Testo: Marco Morselli e Ivan Nannini

Non ricordo il giorno esatto ma eravamo in piena estate, la più calda del secolo, dicevano. Ma lo dicevano ormai ogni anno. Fuori l'aria bruciava come se volesse esaurire l'ultima molecola di ossigeno rimasta. Mi svegliai in un groviglio di lenzuola umide, l'impronta del mio profilo sul cuscino bianco ingiallito. Avevo passato quella lunga nottata ad agitarmi tra una corsa al bagno e l'altra. Quando ero piccolo i nonni me lo dicevano sempre di non bere troppo prima di andare a dormire, che poi la notte... Ma per quanto la mia dieta iposodica ormai non mi permettesse il minimo sgarro, avevo sempre sete, una sete che mi consumava la gola fino a seccarne le pareti. Non c'era rimedio se non ingurgitare grosse quantità di acqua. Da quanta ne bevevo mi si era allargato lo stomaco, ed avevo sempre fame. Ma quell'estate sembrava volersi abbattere come una falce su tutto l'emisfero nord e portare via con sé tutti quelli ci abitavano, spazzati via in cenere. L'aria condizionata pompava con tutta la poca forza che le era rimasta. Era un apparecchio vecchio. La tenevo al massimo, e ne ricevevo, al massimo, deboli sbuffi di aria fresca. Mi accontentavo.

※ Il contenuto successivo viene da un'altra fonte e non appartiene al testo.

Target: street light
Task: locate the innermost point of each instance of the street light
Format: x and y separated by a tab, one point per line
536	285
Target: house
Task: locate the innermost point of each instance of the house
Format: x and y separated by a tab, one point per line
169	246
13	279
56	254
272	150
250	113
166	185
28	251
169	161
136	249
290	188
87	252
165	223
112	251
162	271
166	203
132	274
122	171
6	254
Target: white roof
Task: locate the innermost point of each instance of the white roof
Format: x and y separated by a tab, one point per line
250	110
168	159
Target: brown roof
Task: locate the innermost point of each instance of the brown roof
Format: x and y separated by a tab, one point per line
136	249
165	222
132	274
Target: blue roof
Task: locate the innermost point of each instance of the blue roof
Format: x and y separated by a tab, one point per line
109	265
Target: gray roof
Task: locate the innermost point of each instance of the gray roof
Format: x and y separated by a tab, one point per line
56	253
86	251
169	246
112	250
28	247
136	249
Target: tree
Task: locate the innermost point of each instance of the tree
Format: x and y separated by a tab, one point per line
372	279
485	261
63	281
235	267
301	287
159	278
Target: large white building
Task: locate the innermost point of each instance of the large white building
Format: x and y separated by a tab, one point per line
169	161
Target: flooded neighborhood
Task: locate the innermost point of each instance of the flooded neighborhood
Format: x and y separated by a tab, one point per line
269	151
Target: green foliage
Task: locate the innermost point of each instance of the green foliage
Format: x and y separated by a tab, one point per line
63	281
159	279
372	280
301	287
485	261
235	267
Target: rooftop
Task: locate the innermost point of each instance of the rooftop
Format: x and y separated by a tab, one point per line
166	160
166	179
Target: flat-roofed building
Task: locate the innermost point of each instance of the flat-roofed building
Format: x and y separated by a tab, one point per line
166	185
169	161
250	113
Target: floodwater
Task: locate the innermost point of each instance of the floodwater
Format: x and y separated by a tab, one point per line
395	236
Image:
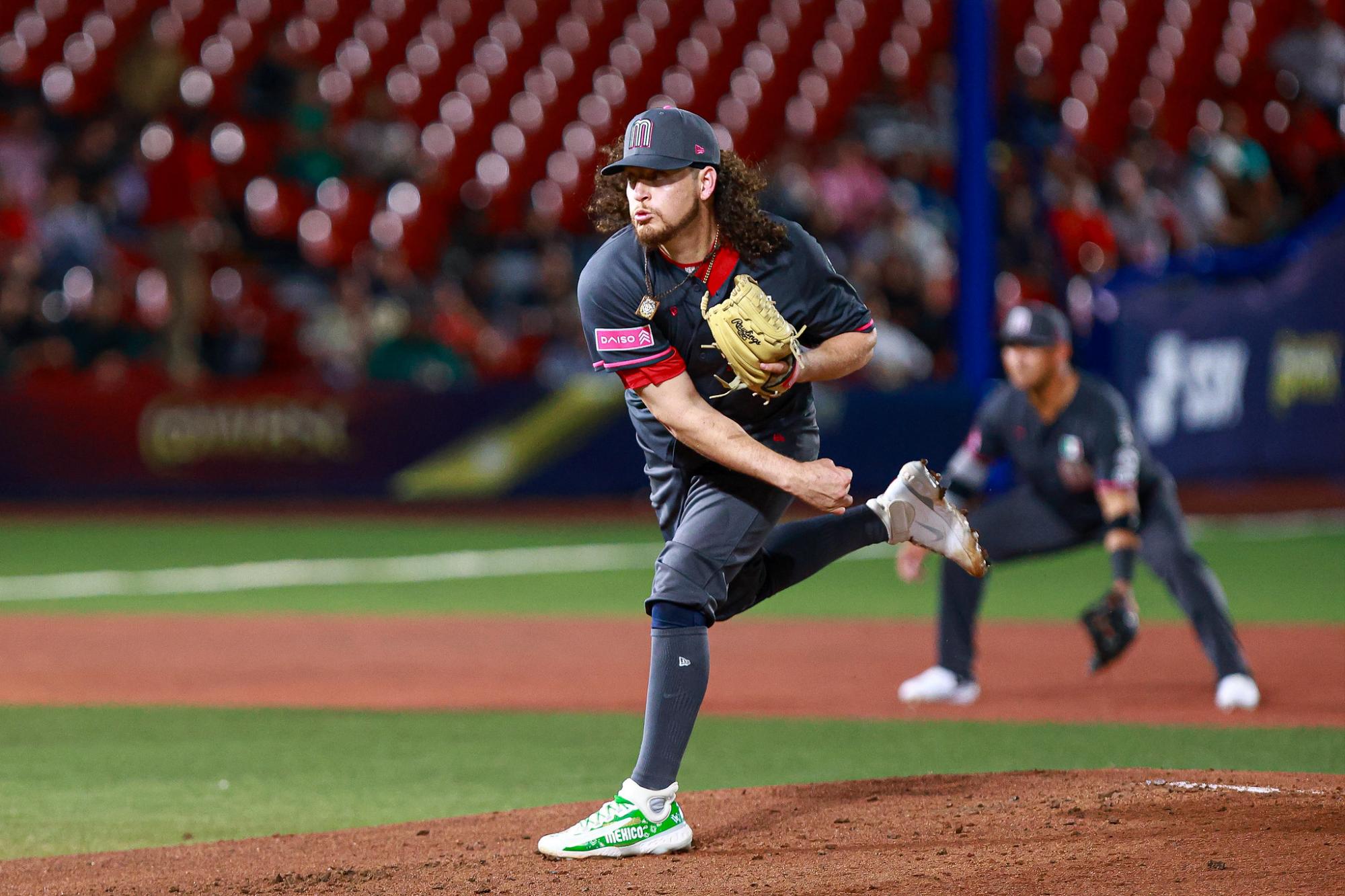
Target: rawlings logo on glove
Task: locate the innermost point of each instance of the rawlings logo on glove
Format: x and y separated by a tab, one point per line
750	331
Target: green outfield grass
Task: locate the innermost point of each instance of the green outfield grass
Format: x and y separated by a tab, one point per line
1281	576
81	779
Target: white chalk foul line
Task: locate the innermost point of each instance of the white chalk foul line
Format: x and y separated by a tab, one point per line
354	571
1241	788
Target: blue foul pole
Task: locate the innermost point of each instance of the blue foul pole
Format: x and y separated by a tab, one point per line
973	37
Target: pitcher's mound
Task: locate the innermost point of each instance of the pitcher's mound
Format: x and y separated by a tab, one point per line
1122	830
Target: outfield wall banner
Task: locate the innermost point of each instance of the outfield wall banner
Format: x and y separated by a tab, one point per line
284	439
1241	378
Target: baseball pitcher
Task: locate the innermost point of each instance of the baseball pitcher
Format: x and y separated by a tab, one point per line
718	317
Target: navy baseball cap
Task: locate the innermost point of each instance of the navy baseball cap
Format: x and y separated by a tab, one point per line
1035	323
668	139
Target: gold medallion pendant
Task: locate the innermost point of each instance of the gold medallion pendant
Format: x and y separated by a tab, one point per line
648	307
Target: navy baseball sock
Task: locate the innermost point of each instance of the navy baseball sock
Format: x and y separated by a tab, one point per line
680	670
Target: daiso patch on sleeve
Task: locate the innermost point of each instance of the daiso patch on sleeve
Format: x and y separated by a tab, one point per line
623	339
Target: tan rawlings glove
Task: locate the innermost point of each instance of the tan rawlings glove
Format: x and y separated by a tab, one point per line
750	331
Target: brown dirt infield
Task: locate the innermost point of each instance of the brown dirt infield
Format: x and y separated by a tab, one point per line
1013	833
762	667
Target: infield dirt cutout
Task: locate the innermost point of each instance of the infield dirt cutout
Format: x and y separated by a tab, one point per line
1035	833
1011	833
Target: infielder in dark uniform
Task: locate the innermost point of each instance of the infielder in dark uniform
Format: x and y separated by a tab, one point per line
723	463
1083	477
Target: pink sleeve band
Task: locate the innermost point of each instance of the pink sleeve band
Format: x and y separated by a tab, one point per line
638	361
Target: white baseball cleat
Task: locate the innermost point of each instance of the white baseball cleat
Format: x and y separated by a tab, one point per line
636	822
1237	692
939	685
914	509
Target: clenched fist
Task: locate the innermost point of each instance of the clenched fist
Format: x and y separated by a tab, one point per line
822	485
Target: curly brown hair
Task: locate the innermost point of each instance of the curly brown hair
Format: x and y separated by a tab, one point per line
743	224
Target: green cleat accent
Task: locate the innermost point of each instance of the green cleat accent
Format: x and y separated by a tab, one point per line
650	825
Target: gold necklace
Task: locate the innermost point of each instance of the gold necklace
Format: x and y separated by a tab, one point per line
650	303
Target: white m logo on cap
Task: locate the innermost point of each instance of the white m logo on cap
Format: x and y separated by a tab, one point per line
642	135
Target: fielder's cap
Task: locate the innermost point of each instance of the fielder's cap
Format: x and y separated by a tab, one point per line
1035	323
668	139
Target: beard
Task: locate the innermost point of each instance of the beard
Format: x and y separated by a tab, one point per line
657	232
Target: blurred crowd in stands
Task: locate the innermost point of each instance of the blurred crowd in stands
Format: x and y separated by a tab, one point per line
116	271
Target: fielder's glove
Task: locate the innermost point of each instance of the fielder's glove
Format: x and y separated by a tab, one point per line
1113	624
750	331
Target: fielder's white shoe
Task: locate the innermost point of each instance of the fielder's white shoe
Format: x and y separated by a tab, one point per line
636	822
1237	692
939	685
914	509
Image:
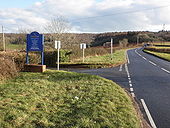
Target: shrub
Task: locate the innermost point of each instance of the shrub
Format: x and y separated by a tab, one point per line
123	43
7	68
93	51
50	57
19	58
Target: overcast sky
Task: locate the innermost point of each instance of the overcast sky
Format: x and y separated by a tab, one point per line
87	15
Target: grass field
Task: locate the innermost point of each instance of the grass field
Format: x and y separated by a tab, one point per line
64	100
102	61
15	47
165	56
117	57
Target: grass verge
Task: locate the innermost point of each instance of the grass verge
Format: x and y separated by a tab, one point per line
103	61
64	100
165	56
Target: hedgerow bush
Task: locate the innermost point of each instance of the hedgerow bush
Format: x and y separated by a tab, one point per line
93	51
50	57
7	68
19	58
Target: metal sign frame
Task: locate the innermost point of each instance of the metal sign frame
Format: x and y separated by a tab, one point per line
35	42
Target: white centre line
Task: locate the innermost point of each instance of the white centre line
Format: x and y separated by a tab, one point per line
148	114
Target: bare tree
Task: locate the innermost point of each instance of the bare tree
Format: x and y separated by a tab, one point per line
57	27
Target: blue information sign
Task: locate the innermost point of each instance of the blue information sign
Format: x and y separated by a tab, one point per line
35	42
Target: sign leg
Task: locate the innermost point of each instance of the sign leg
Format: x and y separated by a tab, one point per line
27	59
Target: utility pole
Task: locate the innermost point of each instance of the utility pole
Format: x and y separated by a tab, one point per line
3	39
111	45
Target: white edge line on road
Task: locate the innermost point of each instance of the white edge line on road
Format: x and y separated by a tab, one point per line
148	114
127	58
133	94
165	70
120	69
131	89
152	63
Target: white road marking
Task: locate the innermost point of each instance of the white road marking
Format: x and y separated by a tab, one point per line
131	89
130	82
152	63
120	69
148	114
144	58
130	85
127	58
165	70
133	94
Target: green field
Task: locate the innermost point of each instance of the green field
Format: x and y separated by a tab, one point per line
64	100
118	57
165	56
15	47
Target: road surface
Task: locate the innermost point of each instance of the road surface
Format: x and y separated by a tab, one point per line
147	78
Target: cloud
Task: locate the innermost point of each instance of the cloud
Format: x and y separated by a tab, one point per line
91	15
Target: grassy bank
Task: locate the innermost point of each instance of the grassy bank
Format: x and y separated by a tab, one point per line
102	61
64	100
165	56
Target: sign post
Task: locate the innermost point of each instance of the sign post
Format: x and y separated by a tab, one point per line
35	42
58	46
83	47
111	45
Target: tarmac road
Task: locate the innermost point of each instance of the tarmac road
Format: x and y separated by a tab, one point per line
147	78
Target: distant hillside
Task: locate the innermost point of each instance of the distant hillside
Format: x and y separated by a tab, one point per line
74	39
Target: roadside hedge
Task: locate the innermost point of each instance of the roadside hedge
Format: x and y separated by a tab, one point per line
50	57
7	68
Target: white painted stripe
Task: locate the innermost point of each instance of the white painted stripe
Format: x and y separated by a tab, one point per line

Era l'ultimo ricordo dei miei genitori. "Mettiamo l'aria condizionata, ogni estate è sempre la stessa storia, e sarà sempre peggio con gli anni a venire!" Provavo tenerezza a sentire quegli sbuffi. Il rombo della motocondensante accesa alla massima potenza, incassata in una piccola soffitta, lo potevo ascoltare in tutta la casa. Ma era piacevole, mi rilassava, con il suo rumore bianco mi isolava dal resto del mondo e mi conciliava il sonno. Da quel sonno, però, mi svegliavo spesso. L'arsura mi seccava la lingua e mi spezzava i sogni in più parti. Capitava che una volta riaddormentato riprendessi il sogno di prima. Più spesso ne iniziavo di nuovi, brevissimi che finivano tutti nello stesso modo: fuoco, fiamme, calore. E sete.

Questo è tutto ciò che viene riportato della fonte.